5.  The Tucknesses' pleadings refer to the plan's exclusion paragraph reading:The following exclusions and limitations apply to expenses incurred by all Covered Persons:* * *Charges for any services or supplies provided in connection with an occupational sickness or an injury sustained in the scope of and in the course of any employment whether or not benefits are or could be provided under Workers' Compensation.

6.  We refer to the immunity asserted by the County as governmental immunity. Houston Mun. Empl. Pension Sys. v. Ferrell, 248 S.W.3d 151, 154 n. 2 (Tex.2007) (governmental immunity protects counties).

7.  But cases involving such an “ultra vires ” act may yet implicate governmental immunity through the remedy sought. See City of El Paso v. Heinrich, 284 S.W.3d 366, 373-74 (Tex.2009). In City of Houston v. Williams, retired firefighters sought a declaration of rights under a statute concerning amounts deducted from payments they received on termination of employment. 216 S.W.3d 827, 828 (Tex.2007). In finding no waiver of immunity by the city, the court noted the only claimed injury occurred in the past and the only plausible remedy was money damages. Id. at 828-29. Thus, “retrospective monetary claims are generally barred by immunity” even though the suit seeks a declaration of rights under a statute. See Heinrich, 284 S.W.3d at 374.

8.  The court has held that, by filing suit, a governmental entity waives immunity from suit as to certain counterclaims. Reata, 197 S.W.3d at 376-77. It also has held that, by settling a claim for which it has waived immunity, a governmental entity waives immunity for a suit to enforce the settlement. Texas A & M University-Kingsville v. Lawson, 87 S.W.3d 518, 521 (Tex.2002) (plurality op.). Neither case has application here.

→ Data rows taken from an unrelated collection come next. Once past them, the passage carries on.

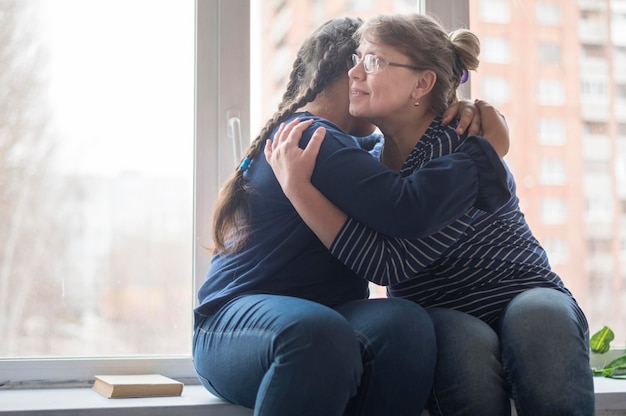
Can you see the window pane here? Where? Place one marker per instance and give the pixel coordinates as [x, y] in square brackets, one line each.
[567, 150]
[96, 160]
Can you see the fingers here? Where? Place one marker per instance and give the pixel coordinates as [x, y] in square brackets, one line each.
[469, 117]
[450, 113]
[291, 131]
[313, 147]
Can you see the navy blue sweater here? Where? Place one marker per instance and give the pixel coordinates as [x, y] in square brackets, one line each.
[283, 256]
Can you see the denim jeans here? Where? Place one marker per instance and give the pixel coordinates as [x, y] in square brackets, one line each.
[538, 355]
[287, 356]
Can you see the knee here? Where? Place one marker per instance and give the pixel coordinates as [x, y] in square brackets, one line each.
[324, 339]
[405, 321]
[544, 312]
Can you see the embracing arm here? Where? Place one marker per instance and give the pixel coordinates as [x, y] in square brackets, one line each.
[373, 256]
[415, 206]
[321, 215]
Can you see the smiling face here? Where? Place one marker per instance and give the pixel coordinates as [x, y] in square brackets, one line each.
[388, 91]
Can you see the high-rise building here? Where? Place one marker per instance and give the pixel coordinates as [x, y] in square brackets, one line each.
[557, 70]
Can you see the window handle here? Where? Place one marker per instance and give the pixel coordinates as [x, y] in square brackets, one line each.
[234, 134]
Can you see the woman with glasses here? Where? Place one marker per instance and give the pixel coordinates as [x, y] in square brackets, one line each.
[283, 327]
[506, 325]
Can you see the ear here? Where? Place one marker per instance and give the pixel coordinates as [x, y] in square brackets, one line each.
[425, 83]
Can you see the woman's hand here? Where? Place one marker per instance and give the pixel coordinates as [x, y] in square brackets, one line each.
[293, 168]
[494, 127]
[481, 119]
[292, 165]
[468, 115]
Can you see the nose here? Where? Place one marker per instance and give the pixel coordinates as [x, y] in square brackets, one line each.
[357, 71]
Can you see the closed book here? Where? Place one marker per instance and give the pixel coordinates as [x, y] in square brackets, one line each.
[141, 385]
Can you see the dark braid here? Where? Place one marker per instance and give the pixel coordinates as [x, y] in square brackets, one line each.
[321, 60]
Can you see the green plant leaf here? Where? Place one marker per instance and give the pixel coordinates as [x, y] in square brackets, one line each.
[601, 341]
[613, 368]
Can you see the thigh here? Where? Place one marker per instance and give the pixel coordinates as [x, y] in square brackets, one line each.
[469, 379]
[545, 342]
[399, 352]
[261, 342]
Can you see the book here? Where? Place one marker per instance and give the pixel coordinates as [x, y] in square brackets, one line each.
[140, 385]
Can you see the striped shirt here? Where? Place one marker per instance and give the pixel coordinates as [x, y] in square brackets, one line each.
[475, 265]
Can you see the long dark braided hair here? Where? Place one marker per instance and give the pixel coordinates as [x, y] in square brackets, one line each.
[322, 59]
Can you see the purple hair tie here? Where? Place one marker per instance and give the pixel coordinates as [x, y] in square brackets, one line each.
[464, 76]
[245, 164]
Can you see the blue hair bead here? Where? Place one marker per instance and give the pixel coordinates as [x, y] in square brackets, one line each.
[245, 164]
[464, 76]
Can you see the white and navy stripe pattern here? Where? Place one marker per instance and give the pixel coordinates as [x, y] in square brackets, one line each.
[476, 265]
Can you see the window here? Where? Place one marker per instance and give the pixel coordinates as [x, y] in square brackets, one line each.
[549, 53]
[557, 250]
[550, 92]
[495, 89]
[494, 11]
[548, 14]
[551, 131]
[98, 235]
[553, 210]
[552, 171]
[495, 50]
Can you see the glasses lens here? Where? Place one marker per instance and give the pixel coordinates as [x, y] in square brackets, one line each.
[355, 60]
[370, 63]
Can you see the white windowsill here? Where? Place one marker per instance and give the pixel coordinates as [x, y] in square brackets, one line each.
[195, 400]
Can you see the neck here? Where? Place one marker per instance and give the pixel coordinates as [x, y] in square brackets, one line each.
[400, 142]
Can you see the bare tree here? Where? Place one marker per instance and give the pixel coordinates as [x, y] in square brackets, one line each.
[28, 233]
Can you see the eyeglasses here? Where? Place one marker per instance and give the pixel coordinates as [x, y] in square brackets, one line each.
[371, 63]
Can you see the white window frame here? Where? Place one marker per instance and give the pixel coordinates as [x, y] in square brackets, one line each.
[222, 88]
[222, 100]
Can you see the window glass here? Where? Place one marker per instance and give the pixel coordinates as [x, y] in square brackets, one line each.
[548, 13]
[551, 131]
[96, 161]
[494, 49]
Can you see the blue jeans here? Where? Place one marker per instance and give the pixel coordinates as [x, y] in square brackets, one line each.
[287, 356]
[538, 355]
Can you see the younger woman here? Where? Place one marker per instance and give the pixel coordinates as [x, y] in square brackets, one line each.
[506, 325]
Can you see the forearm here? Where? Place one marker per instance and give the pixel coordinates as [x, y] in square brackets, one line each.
[317, 212]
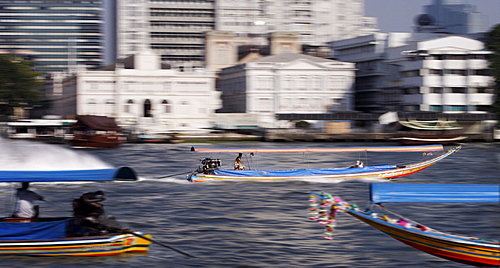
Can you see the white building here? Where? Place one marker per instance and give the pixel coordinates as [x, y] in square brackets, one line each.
[287, 83]
[315, 22]
[418, 72]
[447, 74]
[141, 95]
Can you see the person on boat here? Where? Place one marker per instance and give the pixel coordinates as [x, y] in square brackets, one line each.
[88, 212]
[25, 207]
[356, 165]
[238, 163]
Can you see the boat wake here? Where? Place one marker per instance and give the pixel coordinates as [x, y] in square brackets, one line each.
[27, 155]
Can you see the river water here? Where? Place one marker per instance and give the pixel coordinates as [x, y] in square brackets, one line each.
[250, 224]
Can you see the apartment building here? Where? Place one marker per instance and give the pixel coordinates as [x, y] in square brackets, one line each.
[56, 35]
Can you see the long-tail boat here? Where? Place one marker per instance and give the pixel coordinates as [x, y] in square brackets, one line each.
[55, 236]
[211, 167]
[459, 248]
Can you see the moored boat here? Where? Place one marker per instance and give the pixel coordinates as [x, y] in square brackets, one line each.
[430, 132]
[210, 169]
[459, 248]
[62, 236]
[96, 131]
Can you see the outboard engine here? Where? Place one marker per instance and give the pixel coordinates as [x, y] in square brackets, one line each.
[208, 165]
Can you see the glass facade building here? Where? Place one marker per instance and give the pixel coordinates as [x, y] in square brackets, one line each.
[56, 35]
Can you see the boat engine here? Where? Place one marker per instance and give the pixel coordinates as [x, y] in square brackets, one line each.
[208, 165]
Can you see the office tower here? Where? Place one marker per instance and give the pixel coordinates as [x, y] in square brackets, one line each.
[57, 35]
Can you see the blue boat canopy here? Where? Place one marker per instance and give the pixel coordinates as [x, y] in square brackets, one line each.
[119, 174]
[386, 149]
[433, 193]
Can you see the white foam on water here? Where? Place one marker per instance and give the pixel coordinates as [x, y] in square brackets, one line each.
[29, 155]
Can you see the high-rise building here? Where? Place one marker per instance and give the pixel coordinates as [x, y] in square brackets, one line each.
[315, 22]
[177, 29]
[173, 29]
[57, 35]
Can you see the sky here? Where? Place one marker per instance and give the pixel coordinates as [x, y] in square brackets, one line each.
[399, 15]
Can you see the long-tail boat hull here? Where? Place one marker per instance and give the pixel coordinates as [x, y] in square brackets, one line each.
[455, 247]
[368, 172]
[462, 250]
[76, 246]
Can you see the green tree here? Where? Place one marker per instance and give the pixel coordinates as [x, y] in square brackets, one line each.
[17, 84]
[493, 44]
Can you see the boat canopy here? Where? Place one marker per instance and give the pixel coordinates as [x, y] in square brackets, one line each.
[431, 125]
[120, 174]
[423, 148]
[433, 193]
[34, 230]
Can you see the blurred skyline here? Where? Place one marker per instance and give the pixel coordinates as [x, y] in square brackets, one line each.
[399, 15]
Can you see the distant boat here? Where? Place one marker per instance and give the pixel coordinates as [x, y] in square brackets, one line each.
[155, 138]
[211, 170]
[430, 132]
[459, 248]
[97, 131]
[49, 236]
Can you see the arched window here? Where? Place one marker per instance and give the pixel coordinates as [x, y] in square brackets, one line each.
[147, 108]
[166, 106]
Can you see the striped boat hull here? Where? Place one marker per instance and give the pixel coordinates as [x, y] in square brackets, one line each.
[359, 174]
[78, 246]
[459, 249]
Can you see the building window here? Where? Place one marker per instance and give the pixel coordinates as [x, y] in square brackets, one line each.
[461, 90]
[437, 90]
[435, 72]
[147, 109]
[411, 73]
[166, 106]
[412, 90]
[481, 72]
[128, 106]
[436, 108]
[456, 72]
[455, 108]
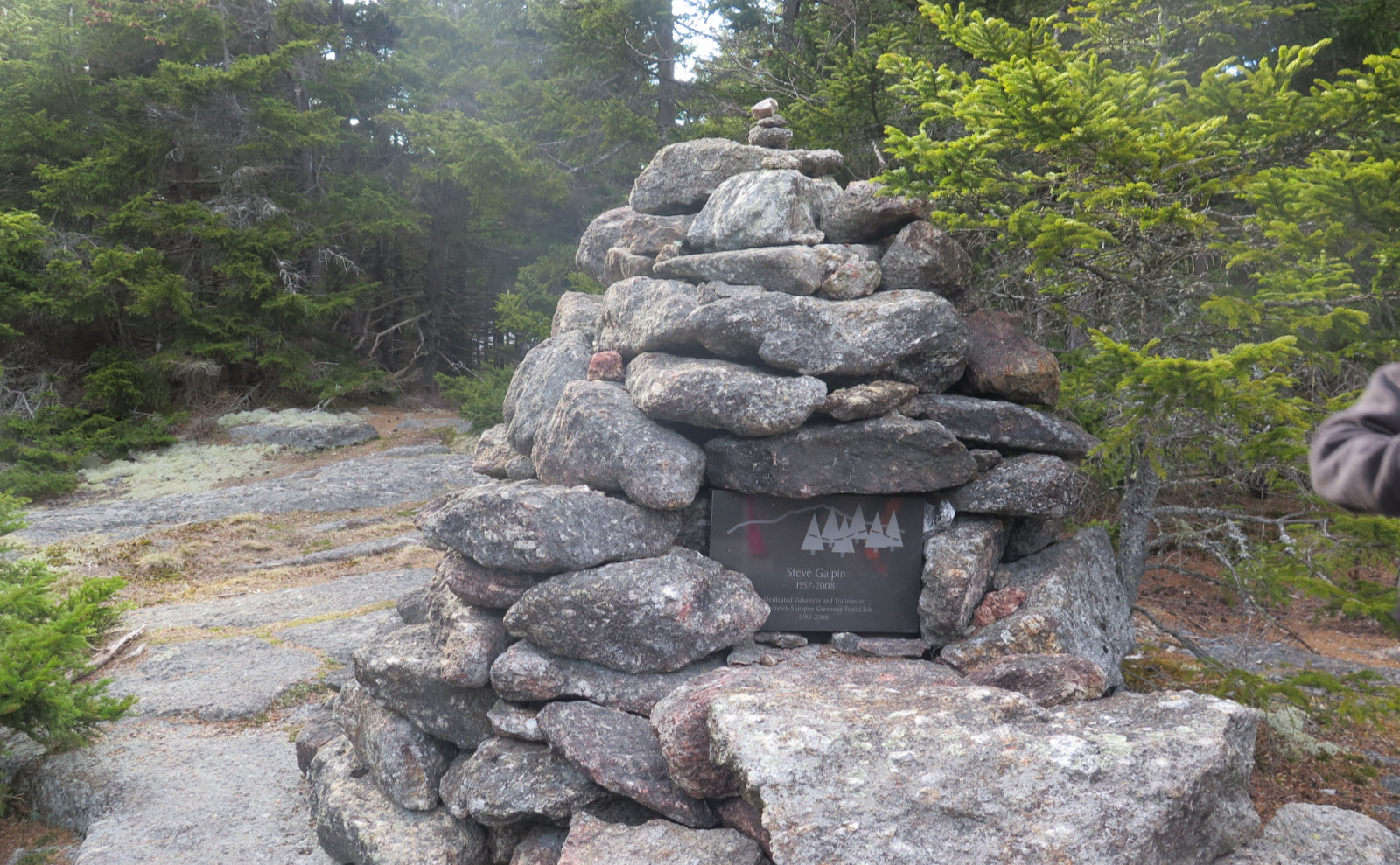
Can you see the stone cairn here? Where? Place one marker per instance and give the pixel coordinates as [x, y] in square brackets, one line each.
[583, 685]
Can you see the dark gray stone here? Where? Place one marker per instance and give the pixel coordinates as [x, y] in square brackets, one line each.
[468, 637]
[489, 588]
[1001, 424]
[762, 209]
[779, 269]
[508, 781]
[592, 841]
[403, 671]
[884, 455]
[643, 616]
[1320, 834]
[539, 381]
[863, 214]
[357, 823]
[1047, 679]
[721, 395]
[924, 258]
[528, 673]
[405, 762]
[542, 529]
[1033, 485]
[620, 752]
[623, 227]
[496, 458]
[578, 311]
[959, 564]
[644, 314]
[912, 336]
[872, 773]
[870, 399]
[598, 437]
[1074, 605]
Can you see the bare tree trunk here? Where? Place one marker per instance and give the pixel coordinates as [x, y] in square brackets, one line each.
[1136, 518]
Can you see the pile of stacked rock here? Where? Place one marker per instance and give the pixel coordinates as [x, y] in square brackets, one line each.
[583, 685]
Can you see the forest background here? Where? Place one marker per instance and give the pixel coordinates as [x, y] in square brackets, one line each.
[310, 202]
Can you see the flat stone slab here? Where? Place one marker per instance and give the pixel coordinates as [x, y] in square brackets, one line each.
[363, 482]
[153, 792]
[979, 774]
[214, 679]
[284, 605]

9.  The Austin Court of Appeals recently declined to adopt a waiver by conduct theory, citing the footnote in Federal Sign, 951 S.W.2d at 408 n. 1, to note that the supreme court “once hinted that it might recognize waiver by conduct in the context of a contract claim” but that “it has since declined to judicially adopt this doctrine in light of the legislature's creation of an administrative remedy for breach-of-contract claims” under chapter 2260 of the Government Code. Employees Retirement System of Texas v. Putnam, LLC, 294 S.W.3d 309, 327 (Tex.App.-Austin 2009, no pet.) (op. on rehg) (citing IT-Davy, 74 S.W.3d at 857). See also Tooke v. City of Mexia, 197 S.W.3d 325, 342 (Tex.2006), (listing recent years' legislative waivers of immunity from suit on contract claims, and referring to its “larger, more consistent legislative scheme for handling contract claims”).

10.  But see Texas Southern University v. State Street Bank & Trust Co., 212 S.W.3d 893 (Tex.App.-Houston [1st Dist.] 2007, pet. denied) (op. on reh'g) (affirming trial court's denial of plea to jurisdiction based on “extraordinary factual circumstances” set forth in pleadings and university's conduct that “lured” plaintiff into contract).